Arcada Software, Inc.
- Industry: Software industry
- Founded: 1994; 32 years ago in California, U.S.
- Defunct: 1996; 30 years ago
- Fate: Acquired by Seagate Technology
- Successor: Seagate Software
- Headquarters: U.S.
- Key people: Kevin Azzouz
- Products: Backup Exec, NTBackup

= Arcada Software =

American computer software company

Arcada Software, Inc., was an American computer software company based in California.

==History==
The company was formed in early 1994 by the merger of Conner Software (the software division of Conner Peripherals) in Lake Mary, Florida; and Astora Software (formerly Quest Development Corporation) in San Luis Obispo, California.

Conner Software owned the Backup Exec brand of backup software, while Quest owned the source code behind Symantec Corporation’s Norton Antivirus Backup for the DOS, Windows, and Macintosh computing platforms of the time.

In 1995, Arcada Software acquired the Sytron division of Rexon, to become a leader in the OS/2 market as well.

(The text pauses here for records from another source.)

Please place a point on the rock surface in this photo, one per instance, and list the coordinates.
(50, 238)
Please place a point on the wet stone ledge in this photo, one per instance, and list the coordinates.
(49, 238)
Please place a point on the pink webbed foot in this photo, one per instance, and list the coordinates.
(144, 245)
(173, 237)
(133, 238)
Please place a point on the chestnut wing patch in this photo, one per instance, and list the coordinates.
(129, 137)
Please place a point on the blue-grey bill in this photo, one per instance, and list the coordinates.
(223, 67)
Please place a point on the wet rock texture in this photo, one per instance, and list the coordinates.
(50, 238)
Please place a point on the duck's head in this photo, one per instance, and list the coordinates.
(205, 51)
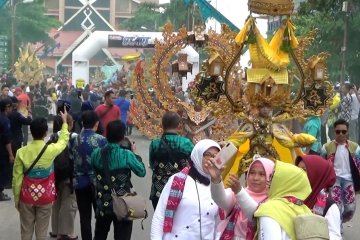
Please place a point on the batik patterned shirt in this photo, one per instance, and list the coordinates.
(89, 141)
(167, 161)
(121, 162)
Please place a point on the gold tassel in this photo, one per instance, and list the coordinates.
(242, 35)
(291, 31)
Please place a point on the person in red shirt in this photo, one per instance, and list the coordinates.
(107, 112)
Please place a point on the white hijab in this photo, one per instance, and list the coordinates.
(198, 152)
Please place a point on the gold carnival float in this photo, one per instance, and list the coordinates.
(28, 67)
(280, 85)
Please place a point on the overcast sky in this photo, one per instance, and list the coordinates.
(235, 10)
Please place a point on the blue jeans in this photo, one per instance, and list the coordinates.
(343, 193)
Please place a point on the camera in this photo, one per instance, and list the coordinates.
(61, 105)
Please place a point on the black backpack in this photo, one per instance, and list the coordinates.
(63, 163)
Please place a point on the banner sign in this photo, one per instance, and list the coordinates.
(130, 41)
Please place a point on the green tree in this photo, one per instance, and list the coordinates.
(328, 18)
(32, 25)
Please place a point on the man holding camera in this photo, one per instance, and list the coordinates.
(355, 106)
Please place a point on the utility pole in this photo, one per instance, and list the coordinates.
(345, 9)
(13, 8)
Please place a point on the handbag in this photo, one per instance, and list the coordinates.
(311, 227)
(38, 190)
(130, 206)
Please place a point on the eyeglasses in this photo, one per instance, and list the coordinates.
(343, 132)
(209, 155)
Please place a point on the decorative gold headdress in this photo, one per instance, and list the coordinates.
(271, 7)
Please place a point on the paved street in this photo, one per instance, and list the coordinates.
(10, 226)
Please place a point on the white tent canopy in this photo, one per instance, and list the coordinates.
(105, 39)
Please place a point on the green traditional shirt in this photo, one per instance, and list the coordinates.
(167, 161)
(121, 162)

The Chief Executive Officer of Arcada Software was entrepreneur Kevin Azzouz, also the founder and President of Quest Development Corporation.

==Fate==
Arcada’s sales revenues grew exponentially over its two-year lifespan, until was acquired by Seagate Technologies in 1996.

Seagate then spun it and the other software companies it had acquired up to that time off into a wholly owned subsidiary called Seagate Software.